Though his early career in the 1930s was marked by the partisan nature of newspapers, Bob Chambers evolved into a cartoonist who “tended to slice and dice equally,” grandson Rob remembered.
Even though he’d penned more than a few cartoons of Prime Minister John Diefenbaker, the former Prime Minister didn’t appear to hold a grudge. Anita Chambers recalls the day in 1965 when Diefenbaker picked Chambers up in a chauffeured car and they rode to from Halifax to Antigonish to get honourary degrees at St. Francis Xavier University.
Another time, there was a roast for Newfoundland premier Joey Smallwood and Bob Chambers was asked to do a caricature. He magnified it and put it on a four-foot-by-eight-foot piece of plywood.
“Rob has that,” Anita Chambers said. “It was at our cottage for years, then we put it in our rec room.”
A noticeable trend throughout Bob Chambers’ body of work, though, is how the message was from a middle-class point of view, often capturing the perspective of the average Nova Scotian.
There is one of his cartoons that Rob particularly remembers: “It’s actually my Mom and Dad chasing down a mortgage rate with a butterfly net.”
A turbulent period
As a cartoonist, Chambers’ career spanned a turbulent period in history from the Great Depression, to the Second World War, the Cold War, and the FLQ (Front de libération du Québec) crisis in 1970.
In the 1950s and early 1960s, John Eaton used to visit the home of his grandfather, investment banker Cyrus Eaton. Eaton, who had a summer place in Deep Cove on Mahone Bay, also founded the nuclear disarmament conference in Pugwash at Thinkers Lodge.
“The stairwell leading from the first floor to the second floor was lined with Bob Chambers’ cartoons about Cyrus Eaton, Pugwash, the conferences at Thinkers Lodge, the Cold War and the effort to get the Soviet Union and the US talking about curtailing nuclear weapons,” said John Eaton.

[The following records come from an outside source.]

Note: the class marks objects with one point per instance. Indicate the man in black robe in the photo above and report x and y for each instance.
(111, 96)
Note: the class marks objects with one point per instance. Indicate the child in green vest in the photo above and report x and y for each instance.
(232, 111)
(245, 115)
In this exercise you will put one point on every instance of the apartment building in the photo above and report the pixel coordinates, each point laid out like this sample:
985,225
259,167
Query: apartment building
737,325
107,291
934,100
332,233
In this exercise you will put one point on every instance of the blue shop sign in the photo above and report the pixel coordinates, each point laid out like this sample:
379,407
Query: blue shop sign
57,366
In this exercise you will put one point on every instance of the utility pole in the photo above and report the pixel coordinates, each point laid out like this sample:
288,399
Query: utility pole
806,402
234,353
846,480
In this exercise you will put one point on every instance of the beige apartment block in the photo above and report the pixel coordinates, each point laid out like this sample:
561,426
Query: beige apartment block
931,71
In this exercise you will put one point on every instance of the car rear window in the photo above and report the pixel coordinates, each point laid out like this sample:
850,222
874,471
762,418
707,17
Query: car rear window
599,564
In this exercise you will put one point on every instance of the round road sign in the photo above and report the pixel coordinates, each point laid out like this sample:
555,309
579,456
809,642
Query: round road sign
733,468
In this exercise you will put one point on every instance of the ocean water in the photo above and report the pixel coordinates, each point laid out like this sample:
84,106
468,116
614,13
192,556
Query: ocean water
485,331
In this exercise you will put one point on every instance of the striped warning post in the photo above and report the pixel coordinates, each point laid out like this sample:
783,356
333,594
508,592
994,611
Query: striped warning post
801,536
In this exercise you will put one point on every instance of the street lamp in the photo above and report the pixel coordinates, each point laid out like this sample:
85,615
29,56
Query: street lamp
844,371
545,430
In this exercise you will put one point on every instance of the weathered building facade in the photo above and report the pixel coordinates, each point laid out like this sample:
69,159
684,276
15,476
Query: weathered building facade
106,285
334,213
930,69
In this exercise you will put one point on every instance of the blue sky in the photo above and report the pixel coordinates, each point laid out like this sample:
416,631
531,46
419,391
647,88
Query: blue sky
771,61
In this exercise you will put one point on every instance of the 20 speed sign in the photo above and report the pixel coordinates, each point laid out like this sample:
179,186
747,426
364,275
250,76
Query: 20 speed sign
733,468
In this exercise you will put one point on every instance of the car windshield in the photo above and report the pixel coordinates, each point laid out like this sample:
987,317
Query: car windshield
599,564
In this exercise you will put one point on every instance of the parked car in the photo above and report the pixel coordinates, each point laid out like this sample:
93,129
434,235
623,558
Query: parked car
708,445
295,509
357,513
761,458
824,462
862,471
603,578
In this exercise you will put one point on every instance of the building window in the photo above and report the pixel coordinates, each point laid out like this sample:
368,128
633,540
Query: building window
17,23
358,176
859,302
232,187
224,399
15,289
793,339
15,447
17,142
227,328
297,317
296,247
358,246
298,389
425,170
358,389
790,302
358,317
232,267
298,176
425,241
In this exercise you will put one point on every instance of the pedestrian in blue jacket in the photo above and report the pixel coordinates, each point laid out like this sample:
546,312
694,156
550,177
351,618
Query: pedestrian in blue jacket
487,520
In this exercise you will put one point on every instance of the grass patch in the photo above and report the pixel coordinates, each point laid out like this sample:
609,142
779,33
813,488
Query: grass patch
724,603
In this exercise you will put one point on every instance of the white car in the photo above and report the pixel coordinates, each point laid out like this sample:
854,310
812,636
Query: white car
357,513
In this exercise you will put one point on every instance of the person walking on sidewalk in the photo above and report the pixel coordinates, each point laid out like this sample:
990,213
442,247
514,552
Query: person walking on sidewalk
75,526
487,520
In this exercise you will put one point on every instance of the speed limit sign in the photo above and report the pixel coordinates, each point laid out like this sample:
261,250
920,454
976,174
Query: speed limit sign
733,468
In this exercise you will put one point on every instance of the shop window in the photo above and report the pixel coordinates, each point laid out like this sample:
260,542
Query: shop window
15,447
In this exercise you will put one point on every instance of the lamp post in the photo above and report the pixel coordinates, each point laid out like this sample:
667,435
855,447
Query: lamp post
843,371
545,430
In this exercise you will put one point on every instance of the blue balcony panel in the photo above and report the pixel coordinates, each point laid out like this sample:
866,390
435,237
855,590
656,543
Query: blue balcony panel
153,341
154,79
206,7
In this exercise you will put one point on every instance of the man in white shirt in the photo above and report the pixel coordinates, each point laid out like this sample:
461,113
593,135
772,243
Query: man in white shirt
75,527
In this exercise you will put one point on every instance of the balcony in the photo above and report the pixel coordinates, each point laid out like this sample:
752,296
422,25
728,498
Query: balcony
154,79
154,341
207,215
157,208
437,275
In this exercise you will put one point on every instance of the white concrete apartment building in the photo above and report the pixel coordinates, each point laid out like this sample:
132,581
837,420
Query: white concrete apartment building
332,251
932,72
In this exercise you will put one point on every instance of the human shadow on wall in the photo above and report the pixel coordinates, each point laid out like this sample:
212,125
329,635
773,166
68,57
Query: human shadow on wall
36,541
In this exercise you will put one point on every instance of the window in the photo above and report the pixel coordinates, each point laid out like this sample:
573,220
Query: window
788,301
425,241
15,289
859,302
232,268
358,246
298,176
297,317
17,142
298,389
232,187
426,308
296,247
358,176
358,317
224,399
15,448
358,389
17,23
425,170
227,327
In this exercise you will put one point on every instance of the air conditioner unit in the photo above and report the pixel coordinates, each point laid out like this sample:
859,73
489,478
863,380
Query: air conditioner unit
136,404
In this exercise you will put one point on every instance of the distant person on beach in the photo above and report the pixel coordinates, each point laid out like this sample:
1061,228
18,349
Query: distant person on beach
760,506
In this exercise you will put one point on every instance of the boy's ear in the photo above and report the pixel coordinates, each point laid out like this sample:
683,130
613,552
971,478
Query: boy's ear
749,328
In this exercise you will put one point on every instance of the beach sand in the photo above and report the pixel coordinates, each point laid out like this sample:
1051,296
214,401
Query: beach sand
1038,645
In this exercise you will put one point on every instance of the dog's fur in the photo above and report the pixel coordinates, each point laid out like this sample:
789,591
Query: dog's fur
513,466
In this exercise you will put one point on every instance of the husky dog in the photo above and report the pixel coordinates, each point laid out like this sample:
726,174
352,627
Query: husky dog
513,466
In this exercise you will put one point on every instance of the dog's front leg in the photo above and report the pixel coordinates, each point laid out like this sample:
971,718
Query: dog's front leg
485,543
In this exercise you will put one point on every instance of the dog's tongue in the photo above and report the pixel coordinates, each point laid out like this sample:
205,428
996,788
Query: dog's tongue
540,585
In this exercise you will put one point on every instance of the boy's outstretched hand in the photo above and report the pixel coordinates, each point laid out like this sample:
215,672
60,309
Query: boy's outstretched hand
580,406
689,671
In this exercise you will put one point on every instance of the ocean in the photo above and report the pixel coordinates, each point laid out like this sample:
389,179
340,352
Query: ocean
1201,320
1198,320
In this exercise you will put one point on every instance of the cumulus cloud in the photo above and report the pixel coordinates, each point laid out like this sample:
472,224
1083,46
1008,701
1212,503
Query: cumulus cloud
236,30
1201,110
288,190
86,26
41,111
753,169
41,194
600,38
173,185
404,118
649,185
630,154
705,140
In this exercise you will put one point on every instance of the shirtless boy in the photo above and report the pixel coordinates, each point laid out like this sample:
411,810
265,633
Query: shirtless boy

In 2008, Thinkers Lodge was declared a National Historic Site and in 2009 an extensive program to restore the Lodge and the adjacent Lobster Factory began.
Many of the cartoons about Thinkers Lodge are on display at the Lobster Factory and the gift shop sells mugs and T-shirts emblazoned with a Chambers drawing.
“For local people, it’s very endearing to see that cartoon,” said Teresa Kewachuk, a volunteer at Thinkers Lodge, who has also used Chambers cartoons as part of her world history course at Pugwash District High School. Those same cartoons adorned the walls of The Lobster Factory in the 1950s.
“The delegates would have seen the Bob Chambers cartoons while they were eating,” said Kewachuk, who said the cartoons provide a little “jabbing and teasing to keep perspective.”
Rob Chambers has fond memories of his grandfather, or Pappy as he called him.
“He would babysit me and he would fire off drawings,” he said. “He would draw pictures of Brian Mulroney, and his chin would get bigger and bigger every time he drew it—it was hilarious.”
Last year, when Rob Chambers’ daughter came home excited after a class trip to the Art Gallery of Nova Scotia, it sparked his desire have someone show his grandfather’s paintings to the public.
“She came back just raving about it and I said, ‘That’s it, I’ve got to do this.’ It feels like the right time to remind people of a different era.”